Friday, April 28, 2006

Battle Royale II


I used to hate watching foreign subtitled movies. Generally the translations appear to be handled by a 5 year old just learning English, which really puts me off, but recently I've been put onto some good films by resident jap-buff Chase.

For those who are unfamiliar with the Battle Royale films, let me summarise for you (very briefly). A bunch of high school kids are dumped on a deserted island and told that they have 3 days to kill each other. Last man or woman standing wins. They are each numbered and tagged with an electronic collar, that is set to explode if they either a) attempt to remove it, b) are inside a 'danger area' at a specific time (announced previously) or c) Refuse to comply. They are then given a bag, contaning the basic essentials for survival; food, water, a map and compass, and a random weapon of choice. The weapons range from anything to a pair of binoculars and a steel dustbin lid, to a fully automatic weapon or grenades.

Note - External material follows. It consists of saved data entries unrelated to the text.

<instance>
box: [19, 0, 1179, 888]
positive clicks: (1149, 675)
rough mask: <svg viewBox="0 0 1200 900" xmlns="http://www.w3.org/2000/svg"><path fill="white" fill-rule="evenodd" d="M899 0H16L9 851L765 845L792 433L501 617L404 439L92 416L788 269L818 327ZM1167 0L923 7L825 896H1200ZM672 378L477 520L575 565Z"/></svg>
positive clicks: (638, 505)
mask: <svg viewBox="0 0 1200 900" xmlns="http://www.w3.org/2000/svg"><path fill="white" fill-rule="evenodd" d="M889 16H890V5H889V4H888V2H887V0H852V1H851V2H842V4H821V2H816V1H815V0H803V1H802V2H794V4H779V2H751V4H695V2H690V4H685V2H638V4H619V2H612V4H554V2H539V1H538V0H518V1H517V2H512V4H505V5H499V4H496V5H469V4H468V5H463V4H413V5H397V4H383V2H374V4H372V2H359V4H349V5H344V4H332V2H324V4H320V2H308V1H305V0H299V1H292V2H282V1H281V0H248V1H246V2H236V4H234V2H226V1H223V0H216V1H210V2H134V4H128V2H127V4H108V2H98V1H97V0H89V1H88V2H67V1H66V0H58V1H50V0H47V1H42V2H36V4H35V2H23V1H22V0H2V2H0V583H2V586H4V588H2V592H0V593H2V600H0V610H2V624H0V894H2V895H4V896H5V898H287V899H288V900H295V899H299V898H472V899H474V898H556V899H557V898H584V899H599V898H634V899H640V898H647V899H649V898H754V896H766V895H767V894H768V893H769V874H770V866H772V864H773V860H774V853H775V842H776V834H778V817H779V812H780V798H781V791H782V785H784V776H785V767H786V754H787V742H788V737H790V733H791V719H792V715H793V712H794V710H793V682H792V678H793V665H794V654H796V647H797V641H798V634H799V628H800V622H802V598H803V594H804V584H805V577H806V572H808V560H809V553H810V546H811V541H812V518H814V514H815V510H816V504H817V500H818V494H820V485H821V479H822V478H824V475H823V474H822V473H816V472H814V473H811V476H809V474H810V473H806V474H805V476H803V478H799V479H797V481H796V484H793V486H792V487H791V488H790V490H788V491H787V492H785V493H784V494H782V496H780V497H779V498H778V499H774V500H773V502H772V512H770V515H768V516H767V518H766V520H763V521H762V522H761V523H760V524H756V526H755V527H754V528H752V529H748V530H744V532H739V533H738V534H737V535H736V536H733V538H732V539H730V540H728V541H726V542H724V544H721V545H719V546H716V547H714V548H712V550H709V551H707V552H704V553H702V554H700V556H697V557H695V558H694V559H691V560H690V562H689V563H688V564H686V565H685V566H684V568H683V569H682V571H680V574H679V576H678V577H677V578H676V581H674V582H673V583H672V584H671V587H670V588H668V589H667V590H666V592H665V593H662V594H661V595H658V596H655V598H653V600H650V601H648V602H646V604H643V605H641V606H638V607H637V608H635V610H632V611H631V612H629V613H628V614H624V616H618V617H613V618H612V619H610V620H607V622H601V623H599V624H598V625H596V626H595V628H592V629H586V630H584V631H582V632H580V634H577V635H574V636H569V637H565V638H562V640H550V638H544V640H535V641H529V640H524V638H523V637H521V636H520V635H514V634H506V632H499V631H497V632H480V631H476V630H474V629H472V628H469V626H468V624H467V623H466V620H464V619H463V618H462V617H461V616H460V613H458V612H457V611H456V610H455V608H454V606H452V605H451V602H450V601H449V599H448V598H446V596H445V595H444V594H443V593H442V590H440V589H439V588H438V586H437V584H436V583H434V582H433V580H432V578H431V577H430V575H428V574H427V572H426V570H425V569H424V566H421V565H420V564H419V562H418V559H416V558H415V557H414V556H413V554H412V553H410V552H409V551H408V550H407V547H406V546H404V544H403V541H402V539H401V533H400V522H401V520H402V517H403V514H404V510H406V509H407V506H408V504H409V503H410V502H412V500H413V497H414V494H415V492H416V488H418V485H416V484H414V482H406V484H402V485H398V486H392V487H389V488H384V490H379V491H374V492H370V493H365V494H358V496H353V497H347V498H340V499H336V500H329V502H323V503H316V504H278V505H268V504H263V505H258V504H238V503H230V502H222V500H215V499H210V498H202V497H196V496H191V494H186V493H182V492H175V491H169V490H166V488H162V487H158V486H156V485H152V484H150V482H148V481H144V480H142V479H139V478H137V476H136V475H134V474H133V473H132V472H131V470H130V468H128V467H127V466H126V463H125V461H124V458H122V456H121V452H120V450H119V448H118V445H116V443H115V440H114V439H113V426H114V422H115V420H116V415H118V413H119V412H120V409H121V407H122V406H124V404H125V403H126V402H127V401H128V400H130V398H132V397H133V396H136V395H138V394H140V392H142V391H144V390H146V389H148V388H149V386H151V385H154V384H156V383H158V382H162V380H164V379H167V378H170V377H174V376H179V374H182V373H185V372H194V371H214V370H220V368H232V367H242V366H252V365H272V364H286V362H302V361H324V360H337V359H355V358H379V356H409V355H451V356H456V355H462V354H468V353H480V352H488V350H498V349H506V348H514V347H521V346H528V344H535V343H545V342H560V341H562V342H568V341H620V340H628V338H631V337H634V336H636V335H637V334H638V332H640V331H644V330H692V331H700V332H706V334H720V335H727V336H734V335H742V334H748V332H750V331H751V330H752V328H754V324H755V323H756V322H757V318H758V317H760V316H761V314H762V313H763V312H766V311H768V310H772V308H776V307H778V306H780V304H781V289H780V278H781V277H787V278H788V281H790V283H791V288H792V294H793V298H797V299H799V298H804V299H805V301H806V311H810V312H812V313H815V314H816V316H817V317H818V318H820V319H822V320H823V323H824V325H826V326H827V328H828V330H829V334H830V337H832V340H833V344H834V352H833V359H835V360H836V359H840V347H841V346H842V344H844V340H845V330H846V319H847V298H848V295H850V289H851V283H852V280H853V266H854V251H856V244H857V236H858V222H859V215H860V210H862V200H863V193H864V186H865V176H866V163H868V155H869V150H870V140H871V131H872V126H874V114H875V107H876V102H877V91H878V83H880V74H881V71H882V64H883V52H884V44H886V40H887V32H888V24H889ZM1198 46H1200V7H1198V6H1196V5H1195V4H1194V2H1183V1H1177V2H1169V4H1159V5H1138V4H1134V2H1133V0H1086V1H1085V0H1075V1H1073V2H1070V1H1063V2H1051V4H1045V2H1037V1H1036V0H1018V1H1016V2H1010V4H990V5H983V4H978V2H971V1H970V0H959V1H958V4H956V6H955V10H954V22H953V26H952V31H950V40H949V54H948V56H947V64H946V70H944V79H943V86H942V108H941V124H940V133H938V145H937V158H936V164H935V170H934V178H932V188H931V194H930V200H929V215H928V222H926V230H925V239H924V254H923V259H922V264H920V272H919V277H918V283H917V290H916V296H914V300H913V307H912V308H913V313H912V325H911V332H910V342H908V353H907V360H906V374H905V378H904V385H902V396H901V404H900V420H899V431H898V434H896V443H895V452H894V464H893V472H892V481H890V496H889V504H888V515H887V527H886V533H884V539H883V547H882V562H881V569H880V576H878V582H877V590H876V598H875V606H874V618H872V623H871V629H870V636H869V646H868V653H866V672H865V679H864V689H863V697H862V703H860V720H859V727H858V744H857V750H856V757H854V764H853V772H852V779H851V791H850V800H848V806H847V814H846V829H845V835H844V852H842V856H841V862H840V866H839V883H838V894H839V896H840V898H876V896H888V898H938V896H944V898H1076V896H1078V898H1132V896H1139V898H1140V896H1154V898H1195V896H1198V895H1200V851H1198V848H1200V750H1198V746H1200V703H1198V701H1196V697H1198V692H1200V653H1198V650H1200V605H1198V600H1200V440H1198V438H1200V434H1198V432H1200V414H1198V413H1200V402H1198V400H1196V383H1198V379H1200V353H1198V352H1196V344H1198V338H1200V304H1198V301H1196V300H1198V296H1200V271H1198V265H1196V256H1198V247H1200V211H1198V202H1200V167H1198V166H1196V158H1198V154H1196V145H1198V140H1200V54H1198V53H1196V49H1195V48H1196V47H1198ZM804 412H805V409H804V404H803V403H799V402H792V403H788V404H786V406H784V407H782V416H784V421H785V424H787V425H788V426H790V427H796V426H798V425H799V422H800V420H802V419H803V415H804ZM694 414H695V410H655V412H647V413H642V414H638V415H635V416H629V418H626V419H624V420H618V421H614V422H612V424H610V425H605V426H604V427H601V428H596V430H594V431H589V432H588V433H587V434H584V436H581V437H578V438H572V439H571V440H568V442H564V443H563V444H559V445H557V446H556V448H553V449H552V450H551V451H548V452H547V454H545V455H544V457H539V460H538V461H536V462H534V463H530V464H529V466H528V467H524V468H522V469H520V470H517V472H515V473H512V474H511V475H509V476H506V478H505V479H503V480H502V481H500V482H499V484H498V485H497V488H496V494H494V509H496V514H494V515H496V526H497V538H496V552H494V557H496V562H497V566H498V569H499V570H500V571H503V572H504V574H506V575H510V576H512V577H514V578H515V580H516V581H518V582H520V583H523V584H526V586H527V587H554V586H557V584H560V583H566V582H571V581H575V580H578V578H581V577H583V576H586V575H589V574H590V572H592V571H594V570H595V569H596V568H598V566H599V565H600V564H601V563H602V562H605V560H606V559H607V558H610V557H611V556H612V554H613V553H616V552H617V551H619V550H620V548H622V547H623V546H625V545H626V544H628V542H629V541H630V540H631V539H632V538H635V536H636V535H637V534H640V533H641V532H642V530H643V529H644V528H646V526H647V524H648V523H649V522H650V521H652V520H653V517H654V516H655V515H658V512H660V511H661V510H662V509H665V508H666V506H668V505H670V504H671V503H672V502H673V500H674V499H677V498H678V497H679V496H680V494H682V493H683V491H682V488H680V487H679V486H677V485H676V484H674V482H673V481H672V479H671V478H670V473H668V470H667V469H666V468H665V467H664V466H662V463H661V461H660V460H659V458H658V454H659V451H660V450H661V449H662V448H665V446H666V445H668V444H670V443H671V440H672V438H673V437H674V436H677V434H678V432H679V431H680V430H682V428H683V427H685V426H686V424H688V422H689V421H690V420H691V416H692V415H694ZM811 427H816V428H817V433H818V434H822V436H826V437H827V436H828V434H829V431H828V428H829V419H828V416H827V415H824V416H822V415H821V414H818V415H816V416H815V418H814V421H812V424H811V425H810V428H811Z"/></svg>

Battle Royale 2, however, changes the rules somewhat. Instead of it being a free for all, they have to work in numbered pairs. If your partner dies, your collar will detonate. Danger areas also apply, but your main goal is to kill Nahanara (the survivor of the previous game) who has now setup shop on the Island and is attempting to kill all adults. Simple, eh? Well, it should be.

Instead what we're now left with is an absolute piss poor sequel attempt that really seems to remind me of Starship Troopers meets Saving Private Ryan; complete with a rubbish 'beach storming' sequence and tacky uniforms. One of the main characters is this seriously ugly, annoying little guy with blonde hair who looks like Thom E Yorke from Radiohead, but Japanese - which is very strange to look at. Obviously didn't go to acting school, but learnt how to act by posing nude in a mirror at home.

This movie is absolutely terrible, many many inconsistencies and 'errors', such as:
- The rules state that if your paired partner dies, you die. Yet when reeling out the list of casualities they aren't paired at all, why didn't the partner die?
- 0:00pm is NOT a real time - it should be 0:00am.

But isn't this the reason we watch certain foreign films, to laugh and joke at the mistakes they make with either our language or basic concepts such as time and reality?

Here are some amusing lines from the movie:

"Shit, I'm hit!" (I loved this one 'cos it ryhmes)

"Something's coming out."
- "What is it?!"

"I peed my pants. I peed it all." (A woman who couldn't take the pressure of battle. Strangely enough I didn't notice any dark patches on her trousers. I was most unimpressed).

I felt like I'd wasted 2 hours and 8 minutes of my life, that i could've easily spent making origami instead. Avoid this movie, trust me. 2/10.